I lost 2 pounds this week, and that despite having butter on my popcorn. So that made me feel real good.
I find that the WW fruities are a God send. I love them, and anytime I crave a sweet or want something to eat when I am not hungry I just open a pack of them and chew them up. The whole pack is only 1 point and they are nummy.

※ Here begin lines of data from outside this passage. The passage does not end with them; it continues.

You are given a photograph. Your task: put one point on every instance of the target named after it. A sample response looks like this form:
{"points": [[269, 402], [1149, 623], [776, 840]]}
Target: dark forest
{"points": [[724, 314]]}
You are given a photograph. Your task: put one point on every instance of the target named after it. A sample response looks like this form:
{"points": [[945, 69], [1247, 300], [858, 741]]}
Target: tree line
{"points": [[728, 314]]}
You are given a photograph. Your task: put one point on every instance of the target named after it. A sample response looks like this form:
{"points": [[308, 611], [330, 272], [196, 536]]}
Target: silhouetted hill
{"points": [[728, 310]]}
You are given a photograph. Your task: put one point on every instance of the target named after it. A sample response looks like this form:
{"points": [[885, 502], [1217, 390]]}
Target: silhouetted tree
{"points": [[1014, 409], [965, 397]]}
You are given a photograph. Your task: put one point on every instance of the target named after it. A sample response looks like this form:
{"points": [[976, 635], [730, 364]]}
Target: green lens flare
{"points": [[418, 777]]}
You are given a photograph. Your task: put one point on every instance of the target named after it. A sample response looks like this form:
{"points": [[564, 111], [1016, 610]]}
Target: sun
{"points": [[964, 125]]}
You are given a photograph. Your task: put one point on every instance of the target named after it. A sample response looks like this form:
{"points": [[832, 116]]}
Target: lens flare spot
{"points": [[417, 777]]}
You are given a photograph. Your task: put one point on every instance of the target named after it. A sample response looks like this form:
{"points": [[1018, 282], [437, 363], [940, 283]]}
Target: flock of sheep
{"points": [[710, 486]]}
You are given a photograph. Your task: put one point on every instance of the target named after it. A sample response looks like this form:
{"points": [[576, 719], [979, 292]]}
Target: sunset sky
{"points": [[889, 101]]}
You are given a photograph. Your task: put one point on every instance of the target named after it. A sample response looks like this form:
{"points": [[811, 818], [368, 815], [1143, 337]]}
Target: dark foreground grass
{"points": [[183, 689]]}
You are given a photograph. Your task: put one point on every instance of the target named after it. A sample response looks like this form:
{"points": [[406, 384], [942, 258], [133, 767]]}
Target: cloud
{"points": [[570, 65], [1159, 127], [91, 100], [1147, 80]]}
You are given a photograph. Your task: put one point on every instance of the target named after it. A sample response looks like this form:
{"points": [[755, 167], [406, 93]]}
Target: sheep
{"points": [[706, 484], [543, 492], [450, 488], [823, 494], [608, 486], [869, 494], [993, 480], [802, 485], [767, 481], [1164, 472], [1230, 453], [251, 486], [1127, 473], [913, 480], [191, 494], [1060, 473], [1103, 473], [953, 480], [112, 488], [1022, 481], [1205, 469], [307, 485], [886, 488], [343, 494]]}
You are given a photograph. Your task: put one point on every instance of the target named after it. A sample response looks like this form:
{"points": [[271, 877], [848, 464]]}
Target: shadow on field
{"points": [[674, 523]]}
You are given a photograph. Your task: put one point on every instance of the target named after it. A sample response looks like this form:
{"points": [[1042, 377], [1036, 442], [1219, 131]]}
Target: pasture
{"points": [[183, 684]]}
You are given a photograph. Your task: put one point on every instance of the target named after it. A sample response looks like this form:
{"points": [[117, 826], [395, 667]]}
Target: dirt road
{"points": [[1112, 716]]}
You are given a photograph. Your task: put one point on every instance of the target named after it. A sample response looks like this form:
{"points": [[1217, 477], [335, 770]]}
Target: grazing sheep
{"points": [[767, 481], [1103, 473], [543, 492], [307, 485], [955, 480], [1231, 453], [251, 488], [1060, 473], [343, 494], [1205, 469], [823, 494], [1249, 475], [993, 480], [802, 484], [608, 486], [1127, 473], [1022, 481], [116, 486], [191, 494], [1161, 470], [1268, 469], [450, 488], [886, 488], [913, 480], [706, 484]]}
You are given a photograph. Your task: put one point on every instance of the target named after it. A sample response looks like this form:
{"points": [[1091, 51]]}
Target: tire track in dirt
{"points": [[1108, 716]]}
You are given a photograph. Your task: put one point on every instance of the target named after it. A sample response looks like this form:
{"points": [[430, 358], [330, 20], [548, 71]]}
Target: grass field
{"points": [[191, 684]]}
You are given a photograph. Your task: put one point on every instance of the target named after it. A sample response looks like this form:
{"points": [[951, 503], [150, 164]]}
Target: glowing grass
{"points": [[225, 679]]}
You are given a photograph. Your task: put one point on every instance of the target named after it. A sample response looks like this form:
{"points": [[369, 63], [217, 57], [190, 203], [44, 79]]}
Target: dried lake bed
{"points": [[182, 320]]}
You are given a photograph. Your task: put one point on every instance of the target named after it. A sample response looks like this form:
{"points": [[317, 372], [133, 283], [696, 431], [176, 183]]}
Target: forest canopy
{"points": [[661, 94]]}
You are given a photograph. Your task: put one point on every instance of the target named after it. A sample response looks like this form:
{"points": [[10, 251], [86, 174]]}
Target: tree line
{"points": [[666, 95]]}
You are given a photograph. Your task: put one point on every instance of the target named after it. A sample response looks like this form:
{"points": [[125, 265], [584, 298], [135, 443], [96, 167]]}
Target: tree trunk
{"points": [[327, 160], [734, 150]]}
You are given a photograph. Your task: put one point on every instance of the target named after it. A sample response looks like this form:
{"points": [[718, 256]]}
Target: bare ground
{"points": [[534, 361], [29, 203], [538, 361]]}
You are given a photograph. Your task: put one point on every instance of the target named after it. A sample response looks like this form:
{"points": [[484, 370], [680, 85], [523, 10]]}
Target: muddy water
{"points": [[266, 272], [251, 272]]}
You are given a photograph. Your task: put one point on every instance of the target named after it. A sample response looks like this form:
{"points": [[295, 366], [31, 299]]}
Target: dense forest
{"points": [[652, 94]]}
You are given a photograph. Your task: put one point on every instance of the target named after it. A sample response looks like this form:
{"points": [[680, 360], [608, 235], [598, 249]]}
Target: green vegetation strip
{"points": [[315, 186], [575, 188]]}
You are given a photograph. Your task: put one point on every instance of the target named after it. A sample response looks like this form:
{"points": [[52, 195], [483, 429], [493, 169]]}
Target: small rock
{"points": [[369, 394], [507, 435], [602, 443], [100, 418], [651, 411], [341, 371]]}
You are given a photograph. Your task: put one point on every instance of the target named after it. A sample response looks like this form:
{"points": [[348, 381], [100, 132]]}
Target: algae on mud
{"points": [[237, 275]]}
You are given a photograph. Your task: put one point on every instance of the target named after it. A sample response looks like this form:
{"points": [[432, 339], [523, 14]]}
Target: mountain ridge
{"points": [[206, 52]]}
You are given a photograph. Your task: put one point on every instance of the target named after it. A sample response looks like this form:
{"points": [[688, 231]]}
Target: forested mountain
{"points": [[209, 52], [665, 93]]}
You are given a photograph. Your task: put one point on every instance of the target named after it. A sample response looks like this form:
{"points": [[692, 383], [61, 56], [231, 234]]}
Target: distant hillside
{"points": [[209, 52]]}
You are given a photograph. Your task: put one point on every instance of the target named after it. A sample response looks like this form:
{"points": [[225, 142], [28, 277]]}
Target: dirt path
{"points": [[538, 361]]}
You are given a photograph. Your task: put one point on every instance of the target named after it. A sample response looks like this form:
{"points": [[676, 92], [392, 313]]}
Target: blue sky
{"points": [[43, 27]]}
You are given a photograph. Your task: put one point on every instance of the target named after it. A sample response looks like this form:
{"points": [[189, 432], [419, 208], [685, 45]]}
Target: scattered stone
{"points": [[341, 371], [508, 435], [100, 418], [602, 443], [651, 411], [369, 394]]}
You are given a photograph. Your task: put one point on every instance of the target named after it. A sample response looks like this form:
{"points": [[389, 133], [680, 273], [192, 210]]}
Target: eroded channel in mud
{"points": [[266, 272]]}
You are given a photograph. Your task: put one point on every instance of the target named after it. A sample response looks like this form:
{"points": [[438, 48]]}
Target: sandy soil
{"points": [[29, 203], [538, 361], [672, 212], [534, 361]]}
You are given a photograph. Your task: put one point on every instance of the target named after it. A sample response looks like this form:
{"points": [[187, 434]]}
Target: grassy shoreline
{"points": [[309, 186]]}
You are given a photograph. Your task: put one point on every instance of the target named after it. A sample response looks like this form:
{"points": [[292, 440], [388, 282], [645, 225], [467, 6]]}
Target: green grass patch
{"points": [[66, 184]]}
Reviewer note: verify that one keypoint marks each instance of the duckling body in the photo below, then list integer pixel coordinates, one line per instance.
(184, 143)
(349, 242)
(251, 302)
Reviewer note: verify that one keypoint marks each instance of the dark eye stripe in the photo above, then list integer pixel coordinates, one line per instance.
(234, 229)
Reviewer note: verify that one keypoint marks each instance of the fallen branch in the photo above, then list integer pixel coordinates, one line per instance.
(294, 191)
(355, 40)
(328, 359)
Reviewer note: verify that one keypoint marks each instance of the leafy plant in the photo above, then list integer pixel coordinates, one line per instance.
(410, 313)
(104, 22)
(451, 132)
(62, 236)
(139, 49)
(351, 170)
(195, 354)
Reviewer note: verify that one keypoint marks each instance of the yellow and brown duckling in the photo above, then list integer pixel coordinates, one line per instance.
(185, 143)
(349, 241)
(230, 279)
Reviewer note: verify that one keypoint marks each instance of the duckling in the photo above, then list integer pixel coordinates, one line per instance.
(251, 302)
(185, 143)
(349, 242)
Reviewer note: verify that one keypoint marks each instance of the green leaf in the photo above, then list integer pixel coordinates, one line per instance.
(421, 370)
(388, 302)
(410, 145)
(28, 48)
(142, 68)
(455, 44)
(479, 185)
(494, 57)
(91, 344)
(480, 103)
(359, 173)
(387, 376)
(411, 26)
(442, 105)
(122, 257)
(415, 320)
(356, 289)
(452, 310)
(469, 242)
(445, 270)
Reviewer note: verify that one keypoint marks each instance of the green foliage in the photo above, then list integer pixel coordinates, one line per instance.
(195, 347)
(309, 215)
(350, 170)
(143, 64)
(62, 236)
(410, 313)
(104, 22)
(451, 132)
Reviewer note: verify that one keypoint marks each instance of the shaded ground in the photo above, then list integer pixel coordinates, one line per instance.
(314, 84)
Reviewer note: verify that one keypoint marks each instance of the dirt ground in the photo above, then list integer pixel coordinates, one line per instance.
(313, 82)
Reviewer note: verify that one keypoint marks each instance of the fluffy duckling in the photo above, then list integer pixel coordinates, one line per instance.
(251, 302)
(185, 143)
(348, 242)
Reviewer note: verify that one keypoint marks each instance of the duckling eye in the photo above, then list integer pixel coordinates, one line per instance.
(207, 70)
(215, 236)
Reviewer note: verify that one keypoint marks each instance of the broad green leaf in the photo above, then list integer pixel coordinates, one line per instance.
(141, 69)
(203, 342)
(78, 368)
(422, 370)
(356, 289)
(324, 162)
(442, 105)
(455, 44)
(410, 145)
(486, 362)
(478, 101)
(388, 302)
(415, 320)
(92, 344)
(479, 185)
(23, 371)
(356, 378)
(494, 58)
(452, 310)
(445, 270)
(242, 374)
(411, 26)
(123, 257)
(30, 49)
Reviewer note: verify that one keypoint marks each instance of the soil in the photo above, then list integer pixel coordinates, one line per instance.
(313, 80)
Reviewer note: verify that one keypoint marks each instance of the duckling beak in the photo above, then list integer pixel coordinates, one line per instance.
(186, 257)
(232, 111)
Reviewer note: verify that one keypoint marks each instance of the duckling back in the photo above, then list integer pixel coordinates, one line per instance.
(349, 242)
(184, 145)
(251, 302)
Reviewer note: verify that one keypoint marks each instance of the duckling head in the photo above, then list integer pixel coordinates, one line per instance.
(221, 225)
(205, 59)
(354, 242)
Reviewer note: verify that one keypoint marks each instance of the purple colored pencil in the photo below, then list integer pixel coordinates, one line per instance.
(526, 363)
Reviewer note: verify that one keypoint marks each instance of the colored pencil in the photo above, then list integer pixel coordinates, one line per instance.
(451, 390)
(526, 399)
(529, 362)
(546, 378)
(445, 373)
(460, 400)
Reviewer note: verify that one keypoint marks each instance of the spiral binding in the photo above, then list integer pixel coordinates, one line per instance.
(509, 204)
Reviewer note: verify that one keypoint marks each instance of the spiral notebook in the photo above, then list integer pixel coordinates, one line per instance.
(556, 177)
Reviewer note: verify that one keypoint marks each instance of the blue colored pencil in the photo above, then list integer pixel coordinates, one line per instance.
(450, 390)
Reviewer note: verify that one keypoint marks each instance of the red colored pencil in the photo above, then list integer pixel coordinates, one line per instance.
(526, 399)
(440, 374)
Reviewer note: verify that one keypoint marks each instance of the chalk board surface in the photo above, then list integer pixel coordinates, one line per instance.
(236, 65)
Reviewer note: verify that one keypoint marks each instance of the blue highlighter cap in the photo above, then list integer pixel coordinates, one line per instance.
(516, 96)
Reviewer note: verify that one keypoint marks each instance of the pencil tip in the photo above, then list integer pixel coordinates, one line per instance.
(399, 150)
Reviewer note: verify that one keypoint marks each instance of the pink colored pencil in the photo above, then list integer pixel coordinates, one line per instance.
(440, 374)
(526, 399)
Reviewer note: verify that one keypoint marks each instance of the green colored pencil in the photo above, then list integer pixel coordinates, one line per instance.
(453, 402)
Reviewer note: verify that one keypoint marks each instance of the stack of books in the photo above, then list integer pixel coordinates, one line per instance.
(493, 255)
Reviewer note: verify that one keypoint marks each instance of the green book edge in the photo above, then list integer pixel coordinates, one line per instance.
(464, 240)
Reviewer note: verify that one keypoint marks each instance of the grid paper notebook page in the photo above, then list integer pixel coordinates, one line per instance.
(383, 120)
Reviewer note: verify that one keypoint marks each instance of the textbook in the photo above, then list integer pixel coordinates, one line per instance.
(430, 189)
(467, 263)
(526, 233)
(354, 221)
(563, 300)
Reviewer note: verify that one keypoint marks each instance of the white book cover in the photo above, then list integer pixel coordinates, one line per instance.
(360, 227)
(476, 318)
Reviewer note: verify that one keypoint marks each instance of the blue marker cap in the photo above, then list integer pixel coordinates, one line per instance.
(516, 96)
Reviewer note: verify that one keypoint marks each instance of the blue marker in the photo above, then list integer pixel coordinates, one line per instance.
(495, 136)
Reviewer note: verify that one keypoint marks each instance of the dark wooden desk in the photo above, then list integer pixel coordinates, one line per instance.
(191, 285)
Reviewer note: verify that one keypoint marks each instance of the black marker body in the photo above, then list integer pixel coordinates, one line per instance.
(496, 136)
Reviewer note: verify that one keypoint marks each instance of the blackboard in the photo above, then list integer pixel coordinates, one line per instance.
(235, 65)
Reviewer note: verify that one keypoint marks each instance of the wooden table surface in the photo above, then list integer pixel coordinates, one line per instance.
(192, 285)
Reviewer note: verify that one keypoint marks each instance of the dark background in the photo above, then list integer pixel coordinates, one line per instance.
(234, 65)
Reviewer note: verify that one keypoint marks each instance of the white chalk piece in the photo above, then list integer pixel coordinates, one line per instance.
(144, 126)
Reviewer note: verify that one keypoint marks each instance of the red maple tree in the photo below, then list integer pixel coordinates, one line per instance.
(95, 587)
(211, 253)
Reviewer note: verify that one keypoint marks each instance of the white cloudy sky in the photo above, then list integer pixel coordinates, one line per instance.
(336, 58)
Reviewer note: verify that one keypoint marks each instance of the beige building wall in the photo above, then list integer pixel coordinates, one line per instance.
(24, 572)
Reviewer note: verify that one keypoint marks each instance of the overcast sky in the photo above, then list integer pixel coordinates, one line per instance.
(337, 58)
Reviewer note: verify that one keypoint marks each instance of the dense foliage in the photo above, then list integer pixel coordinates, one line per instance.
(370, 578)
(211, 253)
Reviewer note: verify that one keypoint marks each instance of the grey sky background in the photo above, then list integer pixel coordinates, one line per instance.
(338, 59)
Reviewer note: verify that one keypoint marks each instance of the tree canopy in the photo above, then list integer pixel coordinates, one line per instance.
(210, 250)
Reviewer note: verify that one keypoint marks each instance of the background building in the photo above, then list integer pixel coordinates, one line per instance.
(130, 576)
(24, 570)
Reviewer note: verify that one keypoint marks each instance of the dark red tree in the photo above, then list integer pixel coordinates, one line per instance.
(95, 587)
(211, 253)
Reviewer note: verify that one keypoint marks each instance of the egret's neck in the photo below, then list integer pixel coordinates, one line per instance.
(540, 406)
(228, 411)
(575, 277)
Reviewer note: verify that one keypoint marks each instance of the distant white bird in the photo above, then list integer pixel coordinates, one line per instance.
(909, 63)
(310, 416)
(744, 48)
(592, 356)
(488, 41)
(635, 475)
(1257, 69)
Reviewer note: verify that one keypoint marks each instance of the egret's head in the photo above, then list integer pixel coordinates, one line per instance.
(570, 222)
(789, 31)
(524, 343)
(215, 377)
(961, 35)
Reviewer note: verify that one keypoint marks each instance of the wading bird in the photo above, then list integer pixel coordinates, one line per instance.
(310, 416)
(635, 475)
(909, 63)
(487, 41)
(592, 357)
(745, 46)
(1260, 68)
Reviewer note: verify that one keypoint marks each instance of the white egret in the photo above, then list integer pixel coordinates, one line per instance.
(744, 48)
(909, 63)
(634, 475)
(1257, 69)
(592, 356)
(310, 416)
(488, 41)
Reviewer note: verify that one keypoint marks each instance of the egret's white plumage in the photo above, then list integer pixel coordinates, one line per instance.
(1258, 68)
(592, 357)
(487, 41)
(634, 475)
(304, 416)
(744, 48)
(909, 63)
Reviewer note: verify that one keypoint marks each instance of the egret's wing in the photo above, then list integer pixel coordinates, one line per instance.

Well me and this menopause thing are not doing well at all. I am hot flashing every 5 mins. Wake up soak and freezing and then sweating and boiling. It is also embarrassing at work when I am trying to talk to a doctor or a patient, and all of a sudden my face is bright red and sweat is pouring off of me. I fuckin hate it!!!!! Today I had to teach Heartcode at 8am and I am sure my students thought I needed CPR. I was so sweaty and miserable. I finally just said WTF and called my doctor and said, “if you dont’ want a suicide on your hands, put me back on the HRT.” Why was I so stupid to think I should just go off and be fine? I just wanted to be off all my medications, and being on HRT has never hurt me and it was not even part of the mess from when I was sick. So he phoned me in a script, said he didn’t know why I stopped taking it anyway. DUH! and just kidding about the suicide thing. Course with the mood swings, I only have two moods now, homicidal and suicidal. Not to mention I was going to smother my DH in his sleep last night for snoring
So I admit, I am a coward, a wuss. I cannot do this menopause-hot flash thing. It bested me, it beat me. I am done. I want to sleep and not cry when I watch a TV commerical, so I give up, gimme my HRT.
So what if it makes me hang on to every pound like I was hanging on to my DH as he was dangling over a very tall cliff……hmmmm???